Davidson was hired after the Secretary, Scott Gessler, mandated that Teller County's clerk and recorder J.J. Jamison be removed from the election process because she wasn't meeting her election responsibilities.
“We have had no complaints from voters, the (political) parties or other government agencies,” states the report read by Ignatius. “I also want to mention the tremendous effort given to us by our three lead judges, Rich McKee in Cripple Creek, Rip Blaisdell in Woodland Park and Catherine DiMauro in Divide. I want to also recognize the other 63 judges and 21 student judges who attended training and performed so well on election day.”
But Davidson issued a note of caution. “The fate of future elections is in good hands with Krystal Brown and Stephanie Fisher, as long as they are allowed to do what is necessary to conduct successful elections,” the report states.
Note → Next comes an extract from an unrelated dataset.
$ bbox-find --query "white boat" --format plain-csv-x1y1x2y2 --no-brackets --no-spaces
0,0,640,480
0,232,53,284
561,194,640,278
Still burned over the snafus that happened during the June primary, Ignatius boiled over.
“This man is a class act; without him, I think we would have had an absolutely devastating outcome,” said Ignatius, speaking to Jamison. “I have mixed emotions; as proud as I am about this thing, I am so stinking disappointed in you it blows me away. Your constant lying, your inability to perform your job, I mean it just absolutely blows me away.
“Everything you touched throughout this process, whether it was this report or the other two reports you denied, did not serve the people of this county the way you should have. And it's very disappointing. Thank God for Al Davidson, I hope you don't chase away your other stellar employees. You have staff that does amazing stuff, so treat `em well, would you?”
Jamison did not respond to the criticism while continuing to record the meeting.
Several days after the meeting, Ignatius offered several examples of Jamison's public denials.
“She said publicly that she was `blindsided' by the Secretary's report. The Secretary told us he had been working with the clerk's office for 18 months prior to the June 26 primary,” Ignatius said.
As well, Jamison said she asked for help from the Secretary's office, Ignatius said. “We were ordered, mandated, by the Secretary to hire Al (Davidson) and Deb (Silva),” Ignatius said.
As far as the missing signature line, Jamison blamed the vendor in a letter to the editor, Ignatius said, referring to Jamison's letter published in the Aug. 29 edition of the Courier View newspaper. “The missing line was 100 percent her responsibility.”
Contacted by email, Jamison replied that she had been advised to offer no comment.
Ignatius vowed to have more evidence at the commissioners' meeting Dec. 6.